The job description dismally read
No coffee breaks or lunch hours,
no sick days, personal time, or vacations;
total commitment demanded;
How long, I asked, must I labor at this mourning? I get so tired of my daily tasks
looking at photos of Nathan, son of promise and hope;
wandering into his room, fingering his pitifully few possessions;
watching videos to hear his voice and laugh for fear of forgetting him;
mulling over in my mind
the final moments of his life,
the sheriff delivering the numbing news,
his strong, young body lying lifeless,
the final good-bye for now as the casket lid closed;
questioning God - Where were you? Can t I trust you?
and crying ... and crying ... and crying.
As long as you need to, the disquieting answer came. You will know when your work is done.
Until then, you must do the necessary work of mourning in order to heal
allow family and friends to toil along side of you,
spend quiet times,
search your inner being for hidden resources,
ask your questions over and over again,
tell your story repeatedly,
be honest with God, He can take it,
acknowledge your anger ,
be patient with yourself;
and cry ... and cry ... and cry.
It is good I did not know the duration of my tenure.

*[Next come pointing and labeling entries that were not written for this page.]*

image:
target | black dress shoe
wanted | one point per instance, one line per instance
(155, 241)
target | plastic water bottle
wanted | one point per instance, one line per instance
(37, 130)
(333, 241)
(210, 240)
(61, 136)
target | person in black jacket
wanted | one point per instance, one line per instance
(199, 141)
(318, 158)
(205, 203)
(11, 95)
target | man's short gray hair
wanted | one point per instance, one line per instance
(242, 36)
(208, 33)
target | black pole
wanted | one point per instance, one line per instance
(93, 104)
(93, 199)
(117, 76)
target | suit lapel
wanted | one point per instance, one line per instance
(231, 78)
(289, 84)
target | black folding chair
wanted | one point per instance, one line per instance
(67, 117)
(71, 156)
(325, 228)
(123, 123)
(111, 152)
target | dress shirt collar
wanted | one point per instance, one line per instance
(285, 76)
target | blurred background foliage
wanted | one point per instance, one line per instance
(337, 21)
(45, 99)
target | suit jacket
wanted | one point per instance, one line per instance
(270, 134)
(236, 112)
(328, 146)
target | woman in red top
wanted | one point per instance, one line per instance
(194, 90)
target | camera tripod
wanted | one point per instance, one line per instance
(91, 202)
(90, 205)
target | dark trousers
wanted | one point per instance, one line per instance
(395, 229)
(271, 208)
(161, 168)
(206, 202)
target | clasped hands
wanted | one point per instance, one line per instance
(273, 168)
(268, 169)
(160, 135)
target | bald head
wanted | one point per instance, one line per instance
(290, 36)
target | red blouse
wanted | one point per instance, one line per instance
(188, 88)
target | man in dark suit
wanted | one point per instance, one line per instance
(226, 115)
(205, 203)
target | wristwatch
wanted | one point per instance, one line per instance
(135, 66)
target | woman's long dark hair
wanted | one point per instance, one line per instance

I would have despaired.
But a lifetime of a year has passed, and I find my load has miraculously lightened.
Now I can talk about Nathan without always crying,
look at his pictures and videos without longing to die to be with him,
some of the time control my thoughts, thinking of his death when I want to.
Now I can see beyond my pain to other s needs,
find some hope and purpose for going on living without him,
cry shorter periods without feeling hopeless.
No wages of dollar and cents compensate my grief; they would soon be spent and vanish.
I m paid with a deeper understanding of myself, others, and God
discovery of untapped springs of strength;
amazement at the God-given resiliency of the human spirit;
the value of family and friends who never tire of my story;
letting God be God, because there are not always answers;
believing God collects my tears and mourns along with me;
trusting I can give up my mourning without giving up my memories.
Others tell me this job requires life-long attention; it accepts no resignations.
But I pray the workload continues to ease and that my healing becomes complete.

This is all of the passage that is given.